"Ô, kwandu, vem pra casa que já são horas! Você tá parecendo um marakajá, todo pintado. Vai te banhar, mukura, senão daqui a pouco vai ficar cheio de pira da braba, morada de mikuin. E aproveita para arrumar a boroka, pois vamos viajar amanhã cedinho."
Entendeu alguma coisa? Bem, não sou um Major Policarpo Quaresma que achava que nossa língua oficial devia ser o Tupi-guarani. Amo a língua portuguesa. Mas, sobretudo, amo a língua portuguesa brasileira, cheia de termos indígenas e africanos, repleta de tantas outras contribuições, leve, doce e sumosa feito caju maduro. A minha língua materna.
Hoje é o dia do índio, esse nosso próximo distante. Para homenageá-lo, escrevi esse primeiro parágrafo com palavras do kaapor, língua de uma tribo do Maranhão. Ler essas palavras, me faz tentar compreender melhor o que é ser índio, porque, afinal, a língua é a marca de um povo. São palavras da minha infância, e eu nem sabia que elas eram indígenas. Quando saí do Maranhão, muitas delas se calaram dentro de mim, com o medo de ser incompreendido na metrópole.

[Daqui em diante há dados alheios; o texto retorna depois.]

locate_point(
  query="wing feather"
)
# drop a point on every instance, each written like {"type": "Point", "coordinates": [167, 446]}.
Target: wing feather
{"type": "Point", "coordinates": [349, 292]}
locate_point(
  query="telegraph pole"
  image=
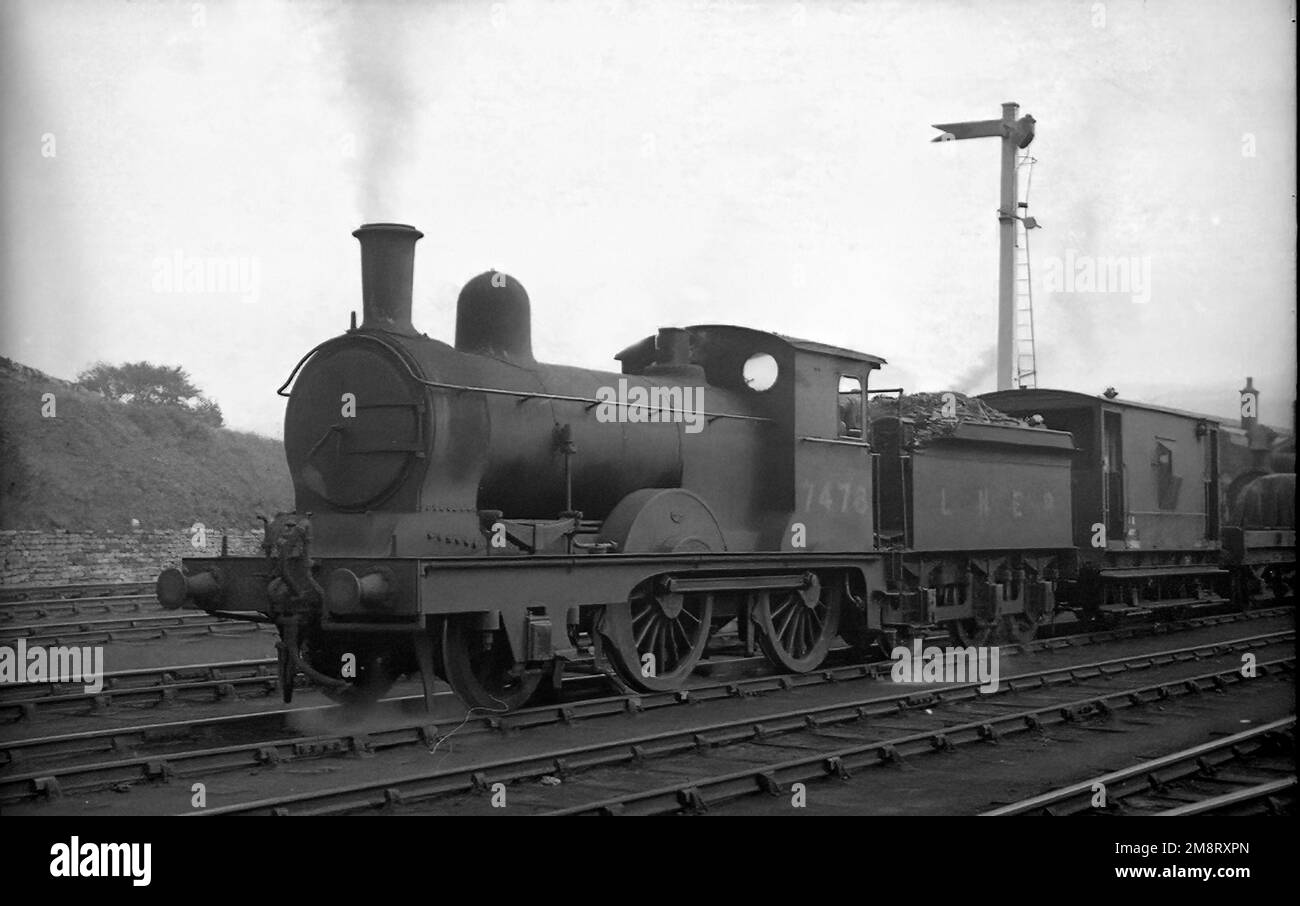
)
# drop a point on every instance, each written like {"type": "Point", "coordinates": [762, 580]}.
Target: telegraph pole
{"type": "Point", "coordinates": [1015, 133]}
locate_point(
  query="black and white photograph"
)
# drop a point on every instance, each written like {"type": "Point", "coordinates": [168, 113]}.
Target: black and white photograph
{"type": "Point", "coordinates": [758, 408]}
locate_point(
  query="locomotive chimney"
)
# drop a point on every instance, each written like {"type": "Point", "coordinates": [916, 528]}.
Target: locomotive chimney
{"type": "Point", "coordinates": [388, 267]}
{"type": "Point", "coordinates": [493, 317]}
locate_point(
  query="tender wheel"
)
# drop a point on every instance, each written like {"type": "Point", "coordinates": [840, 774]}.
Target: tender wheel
{"type": "Point", "coordinates": [658, 638]}
{"type": "Point", "coordinates": [479, 666]}
{"type": "Point", "coordinates": [796, 627]}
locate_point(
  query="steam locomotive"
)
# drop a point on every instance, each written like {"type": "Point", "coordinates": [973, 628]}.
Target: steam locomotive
{"type": "Point", "coordinates": [473, 515]}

Me redimo, colocando algumas aqui e reafirmo meu sangue índio.
(O vocabulário para o texto de abertura está nos comentários)
3 comentários:
Vocabulário:
Kwandu = era como minha mãe me chamava, por eu ter cabelo espetado, como um porco-espinho / Marakajá = quando eu aparecia todo malhado, sujo de terra (gato do mato) / Mukura = meu apelido quando eu não tomava banho (gambá, mikur no kaapor) / Pira = quando eu me coçava muito, dizia que estava com pira (significa vermelho, no kaapor) / Boroca = é mala, bolsa. Lá em casa era essa palavra que usávamos (borok, não sei se é kaapor) / Mukuin = aquele bichinho quase invisivel que faz uma coceira danada na gente (mikui, kaapor)
Que maravilha a língua e a cultura ancestral! Adorei este post. Para mim a língua leva a cultura consigo, não percam as vossas raízes por favor.
Beijinhos
Estou surpresa, ou melhor, mais surpreendida com os seus conhecimentos e facilidade em transmití-los em um texto tão bonito!!!